Reason for this Guidance

Harvard University collaborates extensively as a subcontractor with small businesses receiving funding under the Small Business Innovation Research (SBIR) and Small Business Technology Transfer (STTR) federal programs.  The SBIR/STTR program’s stated purpose is to strengthen the role of innovative small business concerns in federally-funded research and development.  SBIR/STTR awards are limited to U.S.-based, for-profit small businesses.  Small businesses receiving STTR funding are required to subcontract a minimum of 30% of funding to a non-profit research institution.  Small businesses receiving SBIR funding are not required, but often choose, to collaborate with universities and other non-profit research institutions.
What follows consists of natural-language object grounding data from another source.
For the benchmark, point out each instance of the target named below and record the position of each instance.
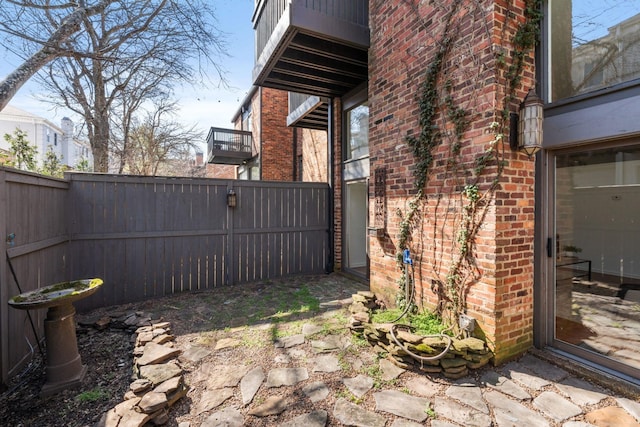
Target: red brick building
(262, 146)
(421, 102)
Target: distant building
(45, 135)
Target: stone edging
(463, 354)
(157, 380)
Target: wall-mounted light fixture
(526, 128)
(232, 198)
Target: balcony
(308, 111)
(318, 47)
(229, 147)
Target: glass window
(598, 251)
(358, 132)
(600, 48)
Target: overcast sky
(201, 107)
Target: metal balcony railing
(229, 145)
(267, 14)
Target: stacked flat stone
(363, 303)
(463, 354)
(158, 381)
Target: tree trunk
(51, 50)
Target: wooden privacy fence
(150, 237)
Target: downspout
(295, 176)
(331, 180)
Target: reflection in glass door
(356, 227)
(597, 256)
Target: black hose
(33, 327)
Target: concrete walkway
(313, 378)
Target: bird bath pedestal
(64, 369)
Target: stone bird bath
(64, 369)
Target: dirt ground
(255, 314)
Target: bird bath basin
(64, 369)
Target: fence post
(231, 257)
(4, 285)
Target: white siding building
(44, 135)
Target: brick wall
(404, 40)
(277, 156)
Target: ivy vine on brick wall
(443, 123)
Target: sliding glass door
(597, 255)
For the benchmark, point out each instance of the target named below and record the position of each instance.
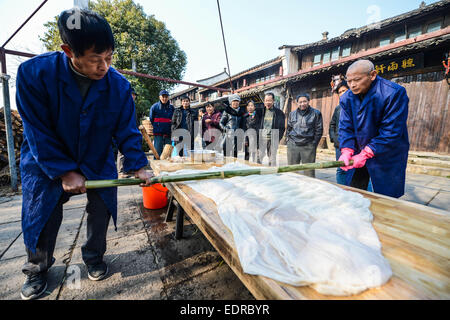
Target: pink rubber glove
(360, 159)
(346, 156)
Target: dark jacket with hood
(334, 126)
(278, 121)
(191, 117)
(232, 119)
(305, 126)
(161, 118)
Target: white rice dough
(299, 231)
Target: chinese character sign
(400, 64)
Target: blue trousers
(160, 142)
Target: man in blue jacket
(72, 105)
(373, 131)
(161, 114)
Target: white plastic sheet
(299, 231)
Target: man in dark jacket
(230, 122)
(373, 130)
(272, 123)
(72, 105)
(252, 121)
(304, 130)
(340, 89)
(161, 114)
(211, 125)
(184, 118)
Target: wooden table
(415, 239)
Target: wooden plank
(414, 238)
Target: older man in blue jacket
(373, 132)
(72, 105)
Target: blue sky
(254, 29)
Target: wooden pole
(92, 184)
(149, 141)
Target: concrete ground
(145, 261)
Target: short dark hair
(341, 84)
(93, 31)
(305, 95)
(270, 94)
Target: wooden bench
(415, 239)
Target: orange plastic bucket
(155, 196)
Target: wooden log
(92, 184)
(149, 141)
(167, 152)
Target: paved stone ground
(145, 261)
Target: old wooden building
(408, 49)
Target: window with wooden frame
(399, 35)
(385, 40)
(414, 31)
(434, 26)
(335, 54)
(346, 50)
(326, 57)
(317, 59)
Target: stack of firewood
(17, 134)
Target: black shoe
(34, 286)
(97, 272)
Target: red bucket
(155, 196)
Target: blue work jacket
(161, 118)
(378, 121)
(64, 133)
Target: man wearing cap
(373, 130)
(161, 114)
(304, 130)
(272, 122)
(230, 122)
(120, 158)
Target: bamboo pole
(92, 184)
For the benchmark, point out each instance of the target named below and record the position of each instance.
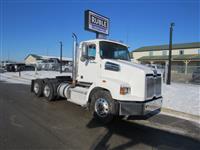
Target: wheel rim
(102, 107)
(36, 88)
(46, 91)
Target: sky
(37, 26)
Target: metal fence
(186, 74)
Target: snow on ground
(27, 76)
(182, 97)
(177, 96)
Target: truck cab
(105, 81)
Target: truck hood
(130, 65)
(133, 75)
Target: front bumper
(133, 108)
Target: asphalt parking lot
(28, 122)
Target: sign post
(97, 23)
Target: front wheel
(102, 106)
(38, 87)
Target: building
(182, 54)
(33, 59)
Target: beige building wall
(137, 55)
(30, 60)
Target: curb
(181, 115)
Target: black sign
(96, 22)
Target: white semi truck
(105, 81)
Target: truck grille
(153, 86)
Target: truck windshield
(110, 50)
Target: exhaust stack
(74, 68)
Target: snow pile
(182, 97)
(27, 76)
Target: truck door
(89, 67)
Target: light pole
(170, 54)
(61, 57)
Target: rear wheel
(49, 91)
(38, 88)
(102, 106)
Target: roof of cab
(106, 40)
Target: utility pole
(170, 54)
(61, 57)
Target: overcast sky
(34, 26)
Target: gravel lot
(28, 122)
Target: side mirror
(84, 53)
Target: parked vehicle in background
(67, 68)
(14, 67)
(196, 75)
(29, 68)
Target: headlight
(124, 90)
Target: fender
(108, 84)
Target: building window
(164, 53)
(92, 51)
(151, 53)
(181, 52)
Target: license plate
(153, 105)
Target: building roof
(166, 47)
(40, 57)
(174, 57)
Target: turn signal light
(124, 90)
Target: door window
(91, 51)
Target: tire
(102, 99)
(48, 91)
(38, 88)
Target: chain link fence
(186, 74)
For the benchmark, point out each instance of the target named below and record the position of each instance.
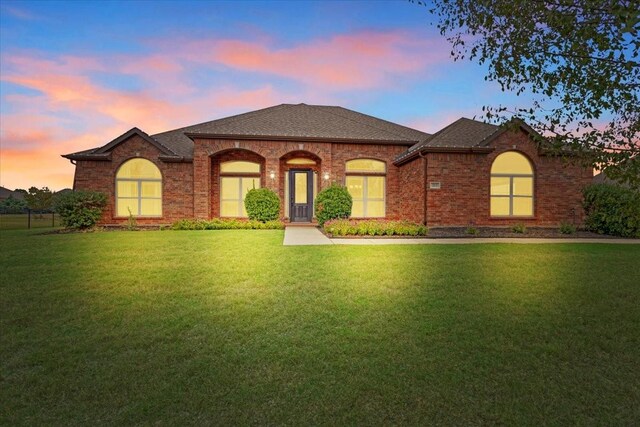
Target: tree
(577, 59)
(39, 199)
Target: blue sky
(75, 75)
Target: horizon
(76, 75)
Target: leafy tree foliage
(578, 60)
(39, 199)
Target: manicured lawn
(230, 327)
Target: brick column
(201, 183)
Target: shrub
(334, 202)
(80, 209)
(226, 224)
(612, 209)
(262, 204)
(567, 228)
(344, 227)
(519, 228)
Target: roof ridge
(382, 120)
(357, 121)
(234, 118)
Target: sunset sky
(75, 75)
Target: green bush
(344, 227)
(519, 228)
(80, 209)
(334, 202)
(612, 209)
(262, 204)
(567, 228)
(226, 224)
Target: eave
(194, 136)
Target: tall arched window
(138, 189)
(511, 185)
(236, 179)
(366, 183)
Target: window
(138, 189)
(236, 179)
(511, 185)
(366, 183)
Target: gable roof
(280, 122)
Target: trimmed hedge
(226, 224)
(612, 209)
(262, 204)
(80, 209)
(343, 227)
(334, 202)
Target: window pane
(365, 165)
(522, 186)
(300, 181)
(522, 206)
(125, 204)
(229, 208)
(239, 167)
(357, 210)
(151, 207)
(301, 161)
(500, 186)
(375, 209)
(139, 168)
(127, 189)
(151, 189)
(511, 162)
(375, 187)
(355, 186)
(499, 206)
(230, 188)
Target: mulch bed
(484, 232)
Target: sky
(75, 75)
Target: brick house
(467, 173)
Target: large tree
(576, 60)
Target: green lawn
(230, 327)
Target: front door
(301, 195)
Participation in these programs involving University faculty and small businesses can create a conflict of interest on the part of the faculty member, particularly if that faculty member is a co-founder and/or has an equity interest with the small business.  The following guidelines may assist faculty in their consideration of entering into such relationships in order to ensure compliance with all federal regulations and University policies concerning conflicts of interest.  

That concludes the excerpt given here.